Have you put together a desktop computer recently? Unless you are colorblind or failed at putting the shapes into the correct slot when you were two, it is almost impossible to fail at putting the computer together. If a toy does not already come assembled, the most difficult part of putting it together, is deconstructing the packaging without damaging the toy.  Even Toll House cookies come in pre-fab slabs scored into cubes for the perfect size cookie.

Do most kids today understand the satisfaction of making something from scratch?  Building a model of the Apollo rocket from two hundred pieces, including the lunar lander, and sixty authentic decals.  Paint optional.  Even with gaps between the rocket panels, wispy strings of model glue and creases in the decal strips, displaying it lovingly on the shelf for all to see.
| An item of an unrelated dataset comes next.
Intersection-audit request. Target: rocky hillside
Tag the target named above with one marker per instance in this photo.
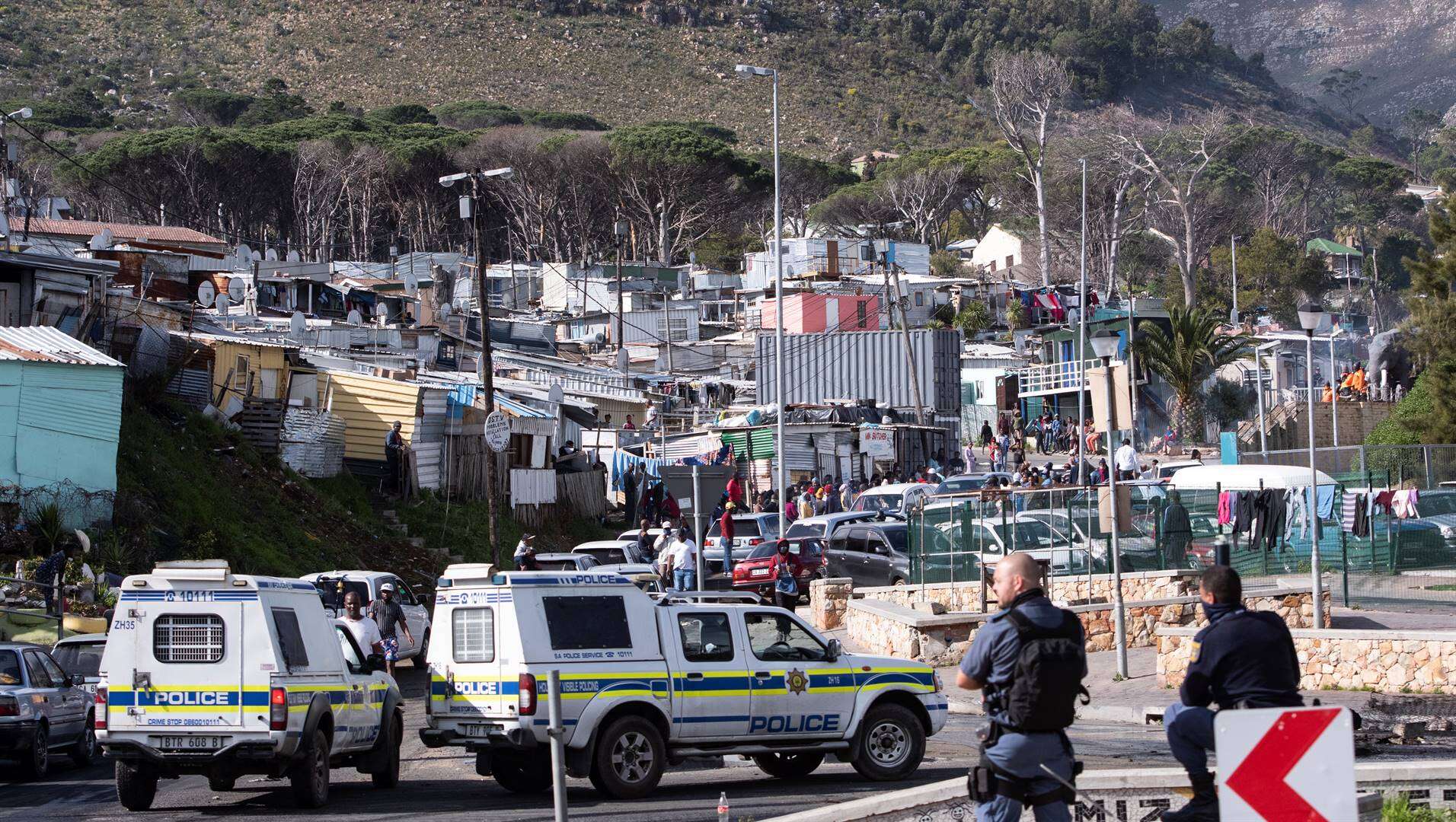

Most kids today are not very often given the chance to be creators.  They are manipulators of a touch screen world.  They can format a movie from a plug and play system on the computer.   They can put together a playlist from iTunes and add music to their PowerPoint. But, how often are they asked to actually create something from scratch?  How often do we as teachers create a rubric so detailed that it is impossible for students to make a mistake?

Heck, the last time I was at Michael’s, There was an aisle completely dedicated to pre-fab California Mission projects with everything necessary to create the perfect styrofoam mission complete with friars, indians, animals, trees, bushes, brick walls, animals and crops all pre-packaged for ultimate success.
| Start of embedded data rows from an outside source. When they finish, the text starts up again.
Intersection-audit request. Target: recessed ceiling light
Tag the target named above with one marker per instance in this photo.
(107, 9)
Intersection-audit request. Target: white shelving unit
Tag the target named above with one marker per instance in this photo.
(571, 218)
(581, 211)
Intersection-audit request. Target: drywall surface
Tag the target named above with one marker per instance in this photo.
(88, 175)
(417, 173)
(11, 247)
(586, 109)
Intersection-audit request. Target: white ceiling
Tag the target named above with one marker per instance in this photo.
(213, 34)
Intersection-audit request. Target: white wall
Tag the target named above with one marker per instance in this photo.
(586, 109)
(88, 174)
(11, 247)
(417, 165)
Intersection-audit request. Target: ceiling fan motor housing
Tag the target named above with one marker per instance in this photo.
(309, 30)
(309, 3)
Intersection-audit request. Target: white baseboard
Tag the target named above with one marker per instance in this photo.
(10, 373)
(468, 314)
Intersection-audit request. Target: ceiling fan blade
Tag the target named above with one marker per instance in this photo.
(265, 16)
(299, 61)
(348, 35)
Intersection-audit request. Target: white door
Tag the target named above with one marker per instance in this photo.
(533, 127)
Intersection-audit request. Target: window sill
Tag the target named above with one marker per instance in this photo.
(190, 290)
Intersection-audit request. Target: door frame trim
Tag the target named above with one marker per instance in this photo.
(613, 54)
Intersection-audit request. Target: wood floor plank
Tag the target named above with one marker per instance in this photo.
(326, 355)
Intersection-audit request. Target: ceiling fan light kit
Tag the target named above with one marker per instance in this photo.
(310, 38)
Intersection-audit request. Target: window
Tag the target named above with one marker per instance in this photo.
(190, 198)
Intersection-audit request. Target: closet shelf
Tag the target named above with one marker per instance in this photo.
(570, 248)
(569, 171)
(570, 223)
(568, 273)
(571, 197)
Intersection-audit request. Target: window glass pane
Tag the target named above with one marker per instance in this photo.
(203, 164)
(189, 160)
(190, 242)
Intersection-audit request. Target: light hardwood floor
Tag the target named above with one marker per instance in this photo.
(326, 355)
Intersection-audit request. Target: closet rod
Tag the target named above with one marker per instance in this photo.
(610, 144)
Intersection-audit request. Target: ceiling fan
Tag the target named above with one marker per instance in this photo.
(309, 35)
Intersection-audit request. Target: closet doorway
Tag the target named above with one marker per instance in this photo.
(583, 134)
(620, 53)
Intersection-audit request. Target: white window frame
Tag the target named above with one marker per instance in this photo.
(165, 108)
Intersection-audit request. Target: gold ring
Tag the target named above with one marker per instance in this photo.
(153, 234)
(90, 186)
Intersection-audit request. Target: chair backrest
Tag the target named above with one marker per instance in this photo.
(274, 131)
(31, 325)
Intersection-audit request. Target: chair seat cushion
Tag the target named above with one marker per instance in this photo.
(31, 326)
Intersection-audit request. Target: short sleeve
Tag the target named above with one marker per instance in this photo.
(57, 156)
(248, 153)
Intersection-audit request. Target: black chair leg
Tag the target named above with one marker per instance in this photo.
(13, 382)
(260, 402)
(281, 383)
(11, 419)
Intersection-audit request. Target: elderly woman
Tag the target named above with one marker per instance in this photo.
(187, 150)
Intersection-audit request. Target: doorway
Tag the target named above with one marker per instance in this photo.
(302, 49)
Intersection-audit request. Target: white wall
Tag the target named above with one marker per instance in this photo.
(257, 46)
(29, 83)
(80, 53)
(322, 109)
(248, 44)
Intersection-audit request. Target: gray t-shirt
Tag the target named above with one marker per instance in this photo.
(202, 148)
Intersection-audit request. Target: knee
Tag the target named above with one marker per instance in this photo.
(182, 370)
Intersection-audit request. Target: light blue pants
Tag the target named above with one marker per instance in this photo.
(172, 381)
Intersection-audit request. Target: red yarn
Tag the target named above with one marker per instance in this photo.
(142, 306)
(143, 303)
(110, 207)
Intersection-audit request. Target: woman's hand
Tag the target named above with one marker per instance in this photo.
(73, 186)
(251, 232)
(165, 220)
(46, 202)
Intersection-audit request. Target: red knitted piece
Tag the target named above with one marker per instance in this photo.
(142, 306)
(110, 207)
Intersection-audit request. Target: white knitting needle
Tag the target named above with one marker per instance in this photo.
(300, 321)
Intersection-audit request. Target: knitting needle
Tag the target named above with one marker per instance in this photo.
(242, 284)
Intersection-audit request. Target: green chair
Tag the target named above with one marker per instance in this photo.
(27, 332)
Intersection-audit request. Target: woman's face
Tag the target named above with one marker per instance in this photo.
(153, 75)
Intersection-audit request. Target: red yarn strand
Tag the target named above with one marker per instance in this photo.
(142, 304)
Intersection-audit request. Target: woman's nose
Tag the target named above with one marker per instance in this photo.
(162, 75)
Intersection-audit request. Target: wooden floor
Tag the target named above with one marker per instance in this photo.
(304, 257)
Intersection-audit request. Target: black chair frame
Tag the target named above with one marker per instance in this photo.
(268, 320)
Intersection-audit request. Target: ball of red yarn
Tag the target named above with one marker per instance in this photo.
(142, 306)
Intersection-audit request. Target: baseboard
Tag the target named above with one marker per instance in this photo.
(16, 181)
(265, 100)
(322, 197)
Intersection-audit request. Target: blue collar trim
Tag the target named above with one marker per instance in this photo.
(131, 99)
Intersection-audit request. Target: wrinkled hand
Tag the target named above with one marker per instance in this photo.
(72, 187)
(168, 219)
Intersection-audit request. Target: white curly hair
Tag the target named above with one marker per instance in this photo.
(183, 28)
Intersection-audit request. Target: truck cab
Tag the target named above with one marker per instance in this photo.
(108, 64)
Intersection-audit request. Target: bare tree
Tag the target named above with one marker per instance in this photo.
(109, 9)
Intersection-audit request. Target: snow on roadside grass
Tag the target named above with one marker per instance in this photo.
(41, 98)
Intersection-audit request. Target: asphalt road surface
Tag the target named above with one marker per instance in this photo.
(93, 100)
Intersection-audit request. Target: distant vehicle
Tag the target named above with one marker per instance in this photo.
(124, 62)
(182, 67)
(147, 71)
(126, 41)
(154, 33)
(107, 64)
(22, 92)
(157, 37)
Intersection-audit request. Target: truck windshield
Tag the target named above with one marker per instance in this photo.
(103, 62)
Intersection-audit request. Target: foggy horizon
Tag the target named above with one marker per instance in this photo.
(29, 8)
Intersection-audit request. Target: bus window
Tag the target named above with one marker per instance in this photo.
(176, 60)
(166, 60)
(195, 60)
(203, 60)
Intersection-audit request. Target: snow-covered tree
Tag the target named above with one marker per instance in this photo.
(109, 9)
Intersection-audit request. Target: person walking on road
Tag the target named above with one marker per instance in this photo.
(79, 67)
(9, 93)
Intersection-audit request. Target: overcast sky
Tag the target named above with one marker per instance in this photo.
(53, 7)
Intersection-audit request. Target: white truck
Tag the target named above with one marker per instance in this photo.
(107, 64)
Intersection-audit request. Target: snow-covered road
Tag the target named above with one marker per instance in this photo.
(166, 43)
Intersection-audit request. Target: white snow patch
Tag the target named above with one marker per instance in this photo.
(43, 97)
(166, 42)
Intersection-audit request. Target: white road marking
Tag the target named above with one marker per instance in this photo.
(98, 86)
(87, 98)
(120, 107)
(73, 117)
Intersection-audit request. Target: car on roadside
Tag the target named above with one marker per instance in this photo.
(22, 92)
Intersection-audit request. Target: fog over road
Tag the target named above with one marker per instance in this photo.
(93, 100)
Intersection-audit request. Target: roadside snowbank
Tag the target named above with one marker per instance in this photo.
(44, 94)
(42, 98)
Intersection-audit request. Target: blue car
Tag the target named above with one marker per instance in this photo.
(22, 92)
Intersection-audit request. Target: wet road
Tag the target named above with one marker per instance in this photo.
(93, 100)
I have found that most students are very uncomfortable with creating anything that does not turn out perfect and will avoid trying to create anything that they are not certain will meet all expectations.  Teachers also create rubrics that are so detailed it is impossible for a student to make a mistake.
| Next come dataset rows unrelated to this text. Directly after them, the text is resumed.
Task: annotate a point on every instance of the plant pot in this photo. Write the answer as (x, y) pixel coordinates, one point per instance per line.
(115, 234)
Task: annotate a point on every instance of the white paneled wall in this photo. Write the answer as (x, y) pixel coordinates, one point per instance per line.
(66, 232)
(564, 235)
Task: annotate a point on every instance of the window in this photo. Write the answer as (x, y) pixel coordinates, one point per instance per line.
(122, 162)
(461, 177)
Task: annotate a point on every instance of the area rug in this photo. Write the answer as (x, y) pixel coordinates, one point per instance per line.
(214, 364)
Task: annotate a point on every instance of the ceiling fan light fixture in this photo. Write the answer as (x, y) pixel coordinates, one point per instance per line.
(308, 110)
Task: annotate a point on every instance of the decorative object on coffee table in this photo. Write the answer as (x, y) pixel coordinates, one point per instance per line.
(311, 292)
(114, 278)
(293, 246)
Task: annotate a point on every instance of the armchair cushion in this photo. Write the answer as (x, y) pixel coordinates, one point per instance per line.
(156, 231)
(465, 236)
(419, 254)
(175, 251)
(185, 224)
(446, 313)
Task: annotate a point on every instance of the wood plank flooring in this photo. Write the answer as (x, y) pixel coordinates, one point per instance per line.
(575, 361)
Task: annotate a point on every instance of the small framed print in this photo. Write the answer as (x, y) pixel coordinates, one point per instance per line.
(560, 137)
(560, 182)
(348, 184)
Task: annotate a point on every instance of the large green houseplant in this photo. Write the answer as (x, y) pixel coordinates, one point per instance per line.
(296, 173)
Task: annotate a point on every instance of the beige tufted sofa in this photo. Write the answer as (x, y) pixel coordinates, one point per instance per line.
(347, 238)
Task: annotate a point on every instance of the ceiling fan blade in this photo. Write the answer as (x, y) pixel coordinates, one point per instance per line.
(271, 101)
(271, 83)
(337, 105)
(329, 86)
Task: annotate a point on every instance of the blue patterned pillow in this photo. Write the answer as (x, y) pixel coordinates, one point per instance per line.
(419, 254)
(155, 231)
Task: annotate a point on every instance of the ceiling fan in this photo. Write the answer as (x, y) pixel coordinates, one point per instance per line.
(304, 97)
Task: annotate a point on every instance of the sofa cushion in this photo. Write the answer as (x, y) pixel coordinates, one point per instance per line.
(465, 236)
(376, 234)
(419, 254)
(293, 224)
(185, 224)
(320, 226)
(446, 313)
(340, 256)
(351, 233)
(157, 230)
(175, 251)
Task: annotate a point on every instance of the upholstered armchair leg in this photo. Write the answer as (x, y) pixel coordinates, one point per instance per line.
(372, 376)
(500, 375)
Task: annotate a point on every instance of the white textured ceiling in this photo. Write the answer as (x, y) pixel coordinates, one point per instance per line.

But, how valuable are those experiences,when students are allowed to struggle through a process and try to figure out what works and what doesn’t?  How valuable is that experience that allows our students to make the mistakes that provide opportunities to learn?

One of my favorite in-class projects is to build Lou-vee Air Cars. 

Lou-vee Air Cars are composed of file folders, drinking straws, paper clips, rubber bands, and masking tape.
They provide an opportunity for students to discover their capacity to create a car that moves utilizing everyday objects.   I provide students with a set of directions and a schmatic diagram. I provide all of the supplies and tools necessary and I give them three blocks (95 minute periods) to create their car. And then on day four we have Lou-vee Air Races.

The first day I allow the students to work through the process and I provide very little guidance. On the second day, I build my own Lou-vee Air Car.  First to show them that it can work, and second to give them a model as a guide. The third day I offer suggestions and do some troubleshooting.

It is interesting to watch the dynamics that take place in the classroom as students interact with the process and each other.  Even though each student needs to create their own car, it does become a very collaborative process.  In some cases there is a natural division of labor that occurs. Those that are good at straightening paper clips take on that role for others.  Those who cut well start manufacturing wheels that are smooth and rond. It is wonderful to see the fear dissipate as students assist each other and try to help each other succeed.

The Louvee Air Car Challenge
Making a Louvee Air Car

The project is graded in two parts.
Part I, is to produce a Lou-vee Air Car
We set up a Lou-vee Air raceway in the dining hall divided into five foot sections. A fully built car at the starting line earns a student a 14 point score. (14/20 = a C grade) A car can earn two points for every portion of five feet it travels. ( 7 ft = 4 points)  Students can earn up to 24 points if they can get their car to travel more than 20 feet. (4 bonus points) 

Part II, is a write up that includes a series of questions about the process. 
What did they learn about themself?  What were they most proud of? What would they do different?
What worked? What didn't?  etc...
The write up also includes a section for students to explain three topics in physics that are demonstrated through the Lou-vee Air Car.  I typically do this project the first three class periods after the Christmas Holiday break.  This allows students to review the concepts of motion, Newton's Laws and Friction covered before the break.

I am always pleased to hear from students that they appreciate the project even though their car may not have worked as well as they had hoped.  They are usually most proud that they were able to get a car to the starting line.  They often mention a greater appreciation for following directions and reading carefully.  But. most often they write about how the process helped them to see the value in making mistakes and correcting them, thinking through  a process and using knowledge to create their own success. 

It is so important in a world that becomes less and less demanding of our students to afford them the opportunity to figure things out by trial and error to provide those opportunities in a manner that allows students the ability to make mistakes and find solutions in a safe environment.